You've probably heard many times that you should have a list going to the store. In fact, you've probably heard it so often you groaned when I mentioned it. However don't think of it in terms of eating nutritionally. Think of it as a way to save money.
Grocery stores are not designed with efficiency in mind. If they were, the milk would be right beside the entrance. It is one of the most common items people run to the store for, yet it is the furthest away from the doors. Why? Because you have to walk past nearly every other item in the store to get to the milk. If you grab one item you didn't intend to, and most of us do, the grocery store benefits.
Here are a few ways the grocery stores try and entice you to buy more:
Mmm, fresh baked bread
Have you ever noticed the bakery smells in the entrance area of the grocery store? It's not a flaw in the ventilation system. They go to the entry way because they are pleasant, and more importantly make you hungry which makes you buy more.
How to get past it: I have to be honest and say I love that smell. There is nothing better than the smell of fresh baked bread in my mind. The trick is to eat a meal before you go shopping. If you are full, your hunger drive is dulled and you aren't going to grab everything that looks good.
The ends of the aisle are a great place to display new products. Usually it is a large stack of one or two products, with a flashy sign or packaging nearby. Everything about it says "sale," except for the amount you might save. Usually they aren't sales at all, and it is away from the related items for you to compare.
How to get past it: Walking past without stopping is probably the easiest. If it looks enticing though, go to the aisle with the related items. Usually they have some stacked there as well. Then you can compare the two prices and decided if it is worth putting in your cart.
Location, location, location
The best real estate in the grocery store shelves is at eye level. Usually all the name brand items are at that level, and are easy to grab. The less expensive no-name brands are above and below. Manufacturers actually pay extra money to have their items place at the ideal level.

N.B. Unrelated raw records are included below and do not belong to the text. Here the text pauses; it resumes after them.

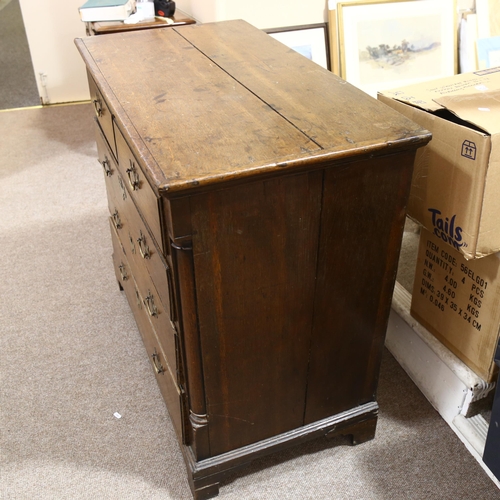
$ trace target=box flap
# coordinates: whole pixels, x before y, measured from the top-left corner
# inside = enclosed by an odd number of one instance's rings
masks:
[[[445,108],[457,114],[460,118],[471,121],[471,123],[479,126],[481,129],[487,130],[489,133],[498,132],[499,125],[495,124],[492,118],[494,113],[490,112],[490,117],[487,118],[487,113],[485,112],[485,114],[481,115],[480,113],[482,112],[478,112],[477,108],[488,108],[495,102],[495,107],[498,111],[500,67],[485,71],[476,71],[474,73],[462,73],[447,78],[408,85],[399,89],[385,90],[380,92],[380,94],[429,112],[436,112]],[[478,101],[474,103],[476,108],[475,114],[467,112],[469,118],[463,117],[457,112],[457,109],[460,109],[461,113],[463,112],[463,108],[466,107],[464,102],[460,103],[460,100],[459,102],[448,101],[450,97],[461,96],[468,96],[470,99],[475,98]],[[481,104],[479,102],[483,98],[488,100],[488,104]],[[472,105],[472,103],[468,103],[467,105]],[[457,106],[457,109],[454,106]],[[478,120],[477,123],[476,120]]]
[[[500,132],[500,90],[439,97],[434,101],[491,135]]]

How to get past it: Look above and below the shelf. It sounds easy, but we humans don't like doing it. I'm sort of used to it, since being 6 foot 2 means I have to watch out for small children underfoot, but it still takes a conscious effort. Most of the times the no-name brands are just fine too.
Things for children are usually place lower, such as snack foods and sugary cereals for obvious reasons.
How to get past it: That one stumps me, since I don't have children. At a guess, I would say leave them home, keep them in the cart or have lots of willpower to say no. I wish you luck.
Will you really use that coupon?
Have you ever seen a grouping of a few items on display for a meal? A typical one involves spaghetti, spaghetti sauce and Parmesan cheese. Perfect for a quick meal. Sometimes a coupon will be advertised with it as well.
Here's something you might not know though: coupon redemption is very low. One grocery chain did this type of grouping, with the coupon mailed out in the flyers. Sales went up 60 per cent on those three items. Coupon redemption? Five per cent.
How to get past it: If you forgot the coupon, don't buy it. Better yet, know how much you pay regularly, and compare the price before you even step inside the store. It's only a deal if it saves you money after all.
Grocery store design is all about psychology. I don't believe it is good or bad, but rather just a store trying to maximize their dollar. However it's also my money, so I want to spend it so my dollar stretches further and not waste food.
So when they say going with a grocery list is the best way to save money, it really is true. You are going in knowing what you need for what you want to make, and it is easier to breeze past the blitz of non-deals and temptations. I'm not saying you can't buy things on a whim, but at least you can do it on your own terms.